Like nearly a million of my fellow Americans, I participated in the Tax Day Tea Party movement last week. (My John Locke Foundation colleagues and I were involved in several dozen events across our state of North Carolina, attracting more than 23,000 participants.) I was glad to see that so many Americans recognize the tremendous threats to liberty and prosperity posed by fiscal irresponsibility in Washington as well as many state capitals.
But while targeting the big spenders, big borrowers, and big taxers is essential, I hope that this new movement towards fiscal conservatism doesn’t ignore the staggering cost imposed on households and businesses by fanatical regulators. Across a wide range of critical industries, from financial services and construction to energy and infrastructure, regulators in the U.S. and around the world are deepening the recession and hampering recovery with a host of rules that yield few real public benefits.
Obamanomics deserves criticism for fiscal recklessness and Euro-envy. But my pet peeve is that it is pathetically dainty. Our economy has structural impediments — in such areas as energy, water, shipping, and traffic congestion — that can only removed by major public and private investments in physical capital. Earth needs to be moved, resources harvested, nuclear plants constructed, rivers dammed, ports and freight rail capacity expanded, and highways resurfaced, widened, and built. At least the New Dealers didn’t mind getting their hands dirty. The current sentiment in Washington seems to be that windmills, solar panels, recycling, insulation, fluorescent bulbs, and monorails are all we need — and that no snail darter, rare fern, or Cape Cod vacationer need suffer as a result.

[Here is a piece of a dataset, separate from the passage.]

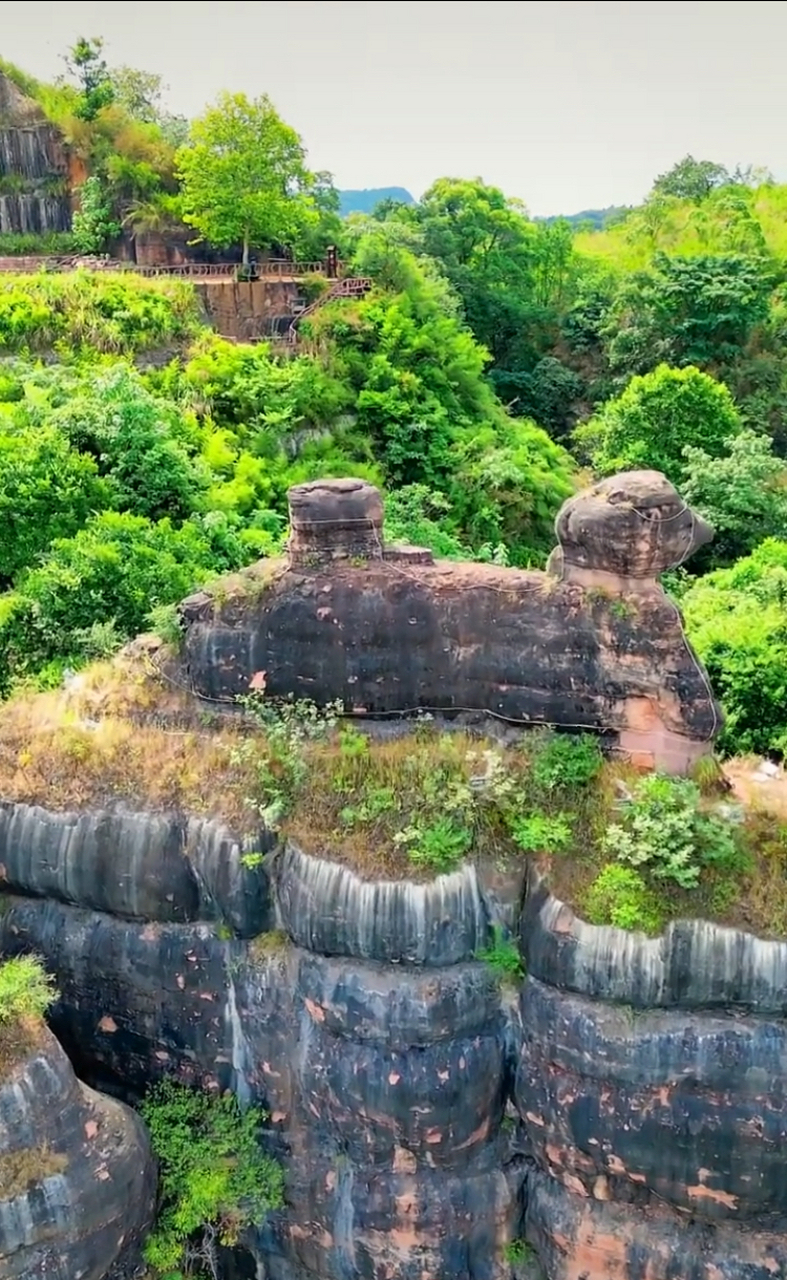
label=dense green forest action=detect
[0,41,787,754]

The country’s leading think tanks know otherwise. Here are some good reads on regulatory miscues:
• The Competitive Enterprise Institute’s Silvia Santacruz describes the current worldwide war on mining. Reasonable rules are obviously needed, but Santacruz warns of serious consequences if the current overreaching continues.

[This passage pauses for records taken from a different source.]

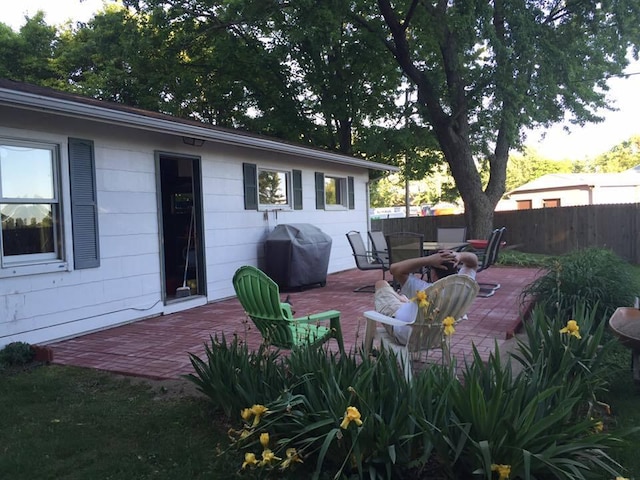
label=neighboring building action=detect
[0,79,397,348]
[505,166,640,210]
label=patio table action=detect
[422,242,469,255]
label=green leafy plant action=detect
[496,249,551,267]
[192,314,636,480]
[523,248,640,320]
[448,345,621,480]
[184,335,287,418]
[512,301,615,412]
[0,342,35,366]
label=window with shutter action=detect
[69,138,100,269]
[291,170,302,210]
[242,163,258,210]
[316,172,324,210]
[0,138,63,269]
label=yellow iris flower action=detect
[491,463,511,480]
[242,452,258,468]
[260,448,280,466]
[340,407,362,429]
[442,317,456,336]
[411,290,429,308]
[560,320,582,339]
[280,448,302,470]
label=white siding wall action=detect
[0,108,368,348]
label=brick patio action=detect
[46,266,540,379]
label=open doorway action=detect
[157,153,206,303]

• Ben Lieberman of the Heritage Foundation sounds the alarm about the Environmental Protection Agency’s recent declaration that carbon dioxide and other greenhouse gases threaten public health and welfare — potentially paving the way for regulatory action even without the congressional creation of cap and trade. “This clears the way for the most expensive and expansive environmental regulation in history,” he said. “The EPA approach to regulating CO2 will dramatically affect the lives and day-to-day practices of all Americans … all for a change in the Earth’s temperature too small to ever notice.” The same threat exists at the state level, where regulatory agencies are seeking to declare CO2 a pollutant. My colleague Daren Bakst recently commented on North Carolina’s plans to do so.
• Why do regulators think they can get away with their obstructionist and prohibitionist policies? Because they know that years of misinformation and shoddy journalism have led the public to assume many “facts” about the environment that aren’t true. The Manhattan Institute has a new study identifying widely held myths about energy production, air quality, and other issues.

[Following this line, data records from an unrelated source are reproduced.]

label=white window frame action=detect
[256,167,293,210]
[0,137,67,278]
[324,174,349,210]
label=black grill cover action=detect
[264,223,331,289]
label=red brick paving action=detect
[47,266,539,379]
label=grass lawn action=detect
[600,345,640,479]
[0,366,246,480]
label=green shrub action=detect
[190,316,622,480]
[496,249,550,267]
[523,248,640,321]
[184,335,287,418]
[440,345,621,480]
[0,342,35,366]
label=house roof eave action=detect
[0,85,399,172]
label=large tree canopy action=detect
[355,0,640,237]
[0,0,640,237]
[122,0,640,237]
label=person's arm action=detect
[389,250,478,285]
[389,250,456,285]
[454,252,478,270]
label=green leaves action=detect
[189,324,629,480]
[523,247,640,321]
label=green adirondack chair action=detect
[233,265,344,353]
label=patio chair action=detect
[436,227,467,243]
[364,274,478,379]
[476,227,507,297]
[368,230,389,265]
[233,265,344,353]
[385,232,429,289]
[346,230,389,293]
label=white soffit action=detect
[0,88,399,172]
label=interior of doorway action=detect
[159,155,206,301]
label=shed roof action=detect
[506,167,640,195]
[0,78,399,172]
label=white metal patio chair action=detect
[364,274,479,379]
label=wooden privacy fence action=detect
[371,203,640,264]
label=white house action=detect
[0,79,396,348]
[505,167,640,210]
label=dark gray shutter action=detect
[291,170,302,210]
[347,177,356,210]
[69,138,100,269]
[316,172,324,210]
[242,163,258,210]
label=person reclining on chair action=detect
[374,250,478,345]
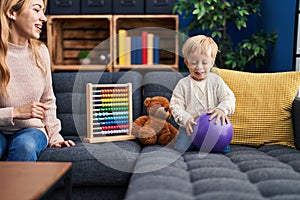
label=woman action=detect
[0,0,75,161]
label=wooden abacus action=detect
[84,83,135,143]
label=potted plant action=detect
[173,0,277,70]
[77,50,92,65]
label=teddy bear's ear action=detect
[144,97,151,107]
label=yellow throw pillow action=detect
[213,68,300,147]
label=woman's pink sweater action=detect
[0,44,64,146]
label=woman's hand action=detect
[51,140,75,148]
[13,101,48,119]
[185,115,200,136]
[207,108,229,125]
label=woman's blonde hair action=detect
[0,0,47,95]
[182,35,219,61]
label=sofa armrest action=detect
[292,97,300,149]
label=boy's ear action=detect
[6,9,17,20]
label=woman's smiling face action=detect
[8,0,47,45]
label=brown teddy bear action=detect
[132,96,178,145]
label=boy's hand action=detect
[207,108,229,125]
[185,114,200,136]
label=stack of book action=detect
[118,29,160,65]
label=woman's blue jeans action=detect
[0,128,47,161]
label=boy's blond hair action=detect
[182,35,218,61]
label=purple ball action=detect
[192,114,233,152]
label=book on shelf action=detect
[118,29,127,65]
[142,31,148,64]
[147,33,154,65]
[118,29,160,65]
[125,37,131,65]
[153,36,160,64]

• The regulatory state builds on its own mistakes, rather than learning from them. The Reason Foundation’s Anthony Randazzo and J. Dustin Pope provide the example of how federal regulatory and monetary policies in the 1970s and early 1980s help create a dangerous boom-and-bust cycle not just in mortgages and mortgage-backed securities but also in financial regulation itself. They conclude, “history has shown time and again that government is unable to predict the negative and long-term consequences of its actions.”
What’s worse: when they know what they’re doing to us or when they don’t?